Frente al penal, al lado del kiosco, Viviana espera la tormenta. Su hijo estuvo dos veces en la cárcel por delitos menores y ahora vive en Mar del Plata. “Si los dejan en el pabellón va a ser un problema para los guardias porque se va a armar mucho lío, los van a matar”, advierte. Del otro lado del local, donde se puede conseguir desde lavandina o detergente hasta sándwiches de milanesa, vive Alberto Molina, que aunque ya pasaron muchos años desde que salió del penal, recuerda que “adentro es muy oscuro todo”.

La panadería del centro de Dolores está alborotada. La atienden sus propietarios, los Sánchez, que viven a cuatro cuadras del penal y no cesan de debatir con sus clientes sobre los 10 rugbiers. “Decir ‘negro de mierda’ (como, según los testigos, gritaron los rugbiers al atacar a Báez Sosa) para los internos es de lo peor, y ellos deben haber visto los videos, lo que se ve en la tele”, señala la mujer.

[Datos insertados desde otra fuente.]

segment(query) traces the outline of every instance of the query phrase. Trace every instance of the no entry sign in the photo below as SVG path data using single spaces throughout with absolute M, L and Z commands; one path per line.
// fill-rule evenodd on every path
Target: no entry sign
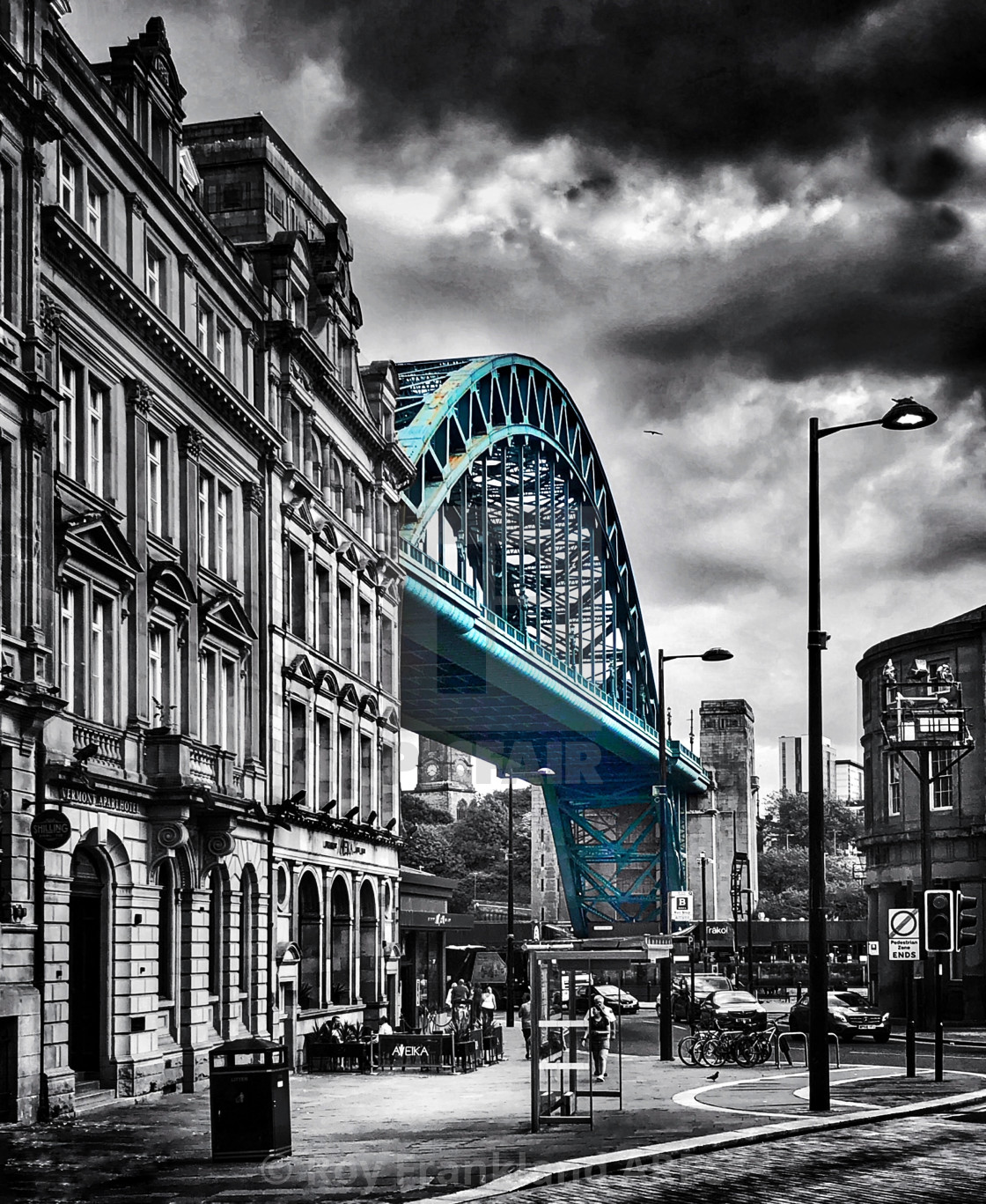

Entre despacho y despacho, recuerda un caso ocurrido en el pueblo el año pasado: un grupo de jóvenes le pegó a otro chico hasta dejarlo inconsciente. La policía los llevó al centro de contención de menores, donde quedaron cuatro días detenidos. “Aunque las familias, que eran gente de mucho poder acá en la ciudad, pidieron que los sacaran y ofrecieron sobornos, el grupo tuvo que quedarse ahí y aprender, y eso debería pasar con estos chicos asesinos”, agrega.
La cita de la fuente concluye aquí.